Tribute to Dr. Peter Toon

by The Editors

Graham Eglington

Peter was my comrade in arms, guide, counsellor, and dear friend for upwards of 20 years. I owe him much personally. But it is his contribution to the Anglican Way of reformed Catholicism, particularly in North America and Australia which concerns us all. The Prayer Book as the principal formulary and root of the Anglican Way was at the heart of his message. Indeed it would not be saying too much to observe that there would be no Prayer Book cause in North America without his tenacious, dedicated, learned contribution. Peter shone like a searchlight through the fog of ignorance, amnesia, wishful and selective thinking , the muddled motives and petty jealousies that surround the supposedly orthodox Anglican forces in North America, Australia and even in England. His incisive mind and clarity of expression served us all so well, even those of us who were made uncomfortable thereby.

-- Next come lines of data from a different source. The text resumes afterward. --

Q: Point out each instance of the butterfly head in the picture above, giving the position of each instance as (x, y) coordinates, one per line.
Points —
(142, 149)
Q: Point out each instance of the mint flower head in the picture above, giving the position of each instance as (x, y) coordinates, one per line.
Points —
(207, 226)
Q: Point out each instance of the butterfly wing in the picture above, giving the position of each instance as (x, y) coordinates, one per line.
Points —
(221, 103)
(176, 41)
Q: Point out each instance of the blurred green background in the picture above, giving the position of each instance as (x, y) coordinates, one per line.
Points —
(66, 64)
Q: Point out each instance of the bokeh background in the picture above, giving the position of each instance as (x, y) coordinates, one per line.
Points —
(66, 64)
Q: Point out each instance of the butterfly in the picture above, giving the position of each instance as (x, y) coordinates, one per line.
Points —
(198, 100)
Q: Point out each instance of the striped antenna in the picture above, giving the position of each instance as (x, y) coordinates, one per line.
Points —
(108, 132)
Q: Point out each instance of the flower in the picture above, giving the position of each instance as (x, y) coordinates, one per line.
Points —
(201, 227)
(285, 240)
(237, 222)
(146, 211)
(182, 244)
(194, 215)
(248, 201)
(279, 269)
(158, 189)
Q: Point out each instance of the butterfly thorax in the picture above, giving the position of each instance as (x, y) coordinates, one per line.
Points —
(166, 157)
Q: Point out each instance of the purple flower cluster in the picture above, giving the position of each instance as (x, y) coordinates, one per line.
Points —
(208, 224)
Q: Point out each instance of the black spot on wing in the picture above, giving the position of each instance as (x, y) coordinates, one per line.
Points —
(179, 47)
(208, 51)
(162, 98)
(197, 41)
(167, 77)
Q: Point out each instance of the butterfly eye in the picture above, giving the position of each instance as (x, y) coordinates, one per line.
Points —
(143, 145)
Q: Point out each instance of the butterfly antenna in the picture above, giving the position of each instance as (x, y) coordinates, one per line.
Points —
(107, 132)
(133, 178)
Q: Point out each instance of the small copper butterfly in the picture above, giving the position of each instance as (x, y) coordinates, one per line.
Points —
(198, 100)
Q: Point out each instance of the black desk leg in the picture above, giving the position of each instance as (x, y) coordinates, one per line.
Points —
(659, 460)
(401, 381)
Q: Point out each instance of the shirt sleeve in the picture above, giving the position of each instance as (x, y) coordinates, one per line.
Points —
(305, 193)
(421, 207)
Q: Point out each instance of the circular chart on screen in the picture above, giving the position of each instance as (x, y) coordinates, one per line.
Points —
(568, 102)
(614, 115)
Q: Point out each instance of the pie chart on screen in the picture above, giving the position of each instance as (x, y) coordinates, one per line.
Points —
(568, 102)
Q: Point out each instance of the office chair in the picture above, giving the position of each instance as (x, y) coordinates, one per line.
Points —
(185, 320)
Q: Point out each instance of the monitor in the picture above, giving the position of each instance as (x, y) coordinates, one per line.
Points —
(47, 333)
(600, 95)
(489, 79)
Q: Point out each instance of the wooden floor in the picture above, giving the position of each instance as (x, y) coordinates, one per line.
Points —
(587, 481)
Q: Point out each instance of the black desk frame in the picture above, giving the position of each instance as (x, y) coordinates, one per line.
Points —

Peter was determined to understand and to engage modern North American life and society. His analyses remain a tremendous gift to us who are left to fight on for the Anglican Way. Not for Peter was the Anglican Way a retreat into some romanticised, enchanted world of faux mediaevelism. Peter’s faith was a living, driving thing, and in him one got a real sense that our God is a flaming fire. His profound humility never lessened the urgency with which he worked, and wrote. A master of terse, nervous English he could address complex issues in simple direct terms in a very brief span. We shall not see his like again. He was God’s gift, and his writings are a treasure trove to be rediscovered and put to use by succeeding generations.

Generosity of spirit attended Peter in all his work and life. Never did he resort to ad hominem attacks on opponents in argument. His tenderness to some of his antagonists was extraordinary, though his life was marked by adversities and betrayals, by humiliations at the hands of those he thought were allies, and by slights, sneers and condescension on the part of those who were in every respect his inferiors, that would have provoked a lesser man to sarcasm and worse. Never was he bitter. Peter remains to us all an ensample of emulation of our Lord’s life and teaching. Peter lived the petitions in so many of the Collects he delighted to expound to our benefit in his weekly commentaries on the Eucharistic lectionary.

We are all so much the poorer for Peter’s personal absence from us and from the end of his earthly ministry. But of him we can say with confidence: “May he rest in peace; and rise in glory”. In his memory we must all “press on”.

Graham Eglington is the former National Director of the Prayer Book Society of Canada.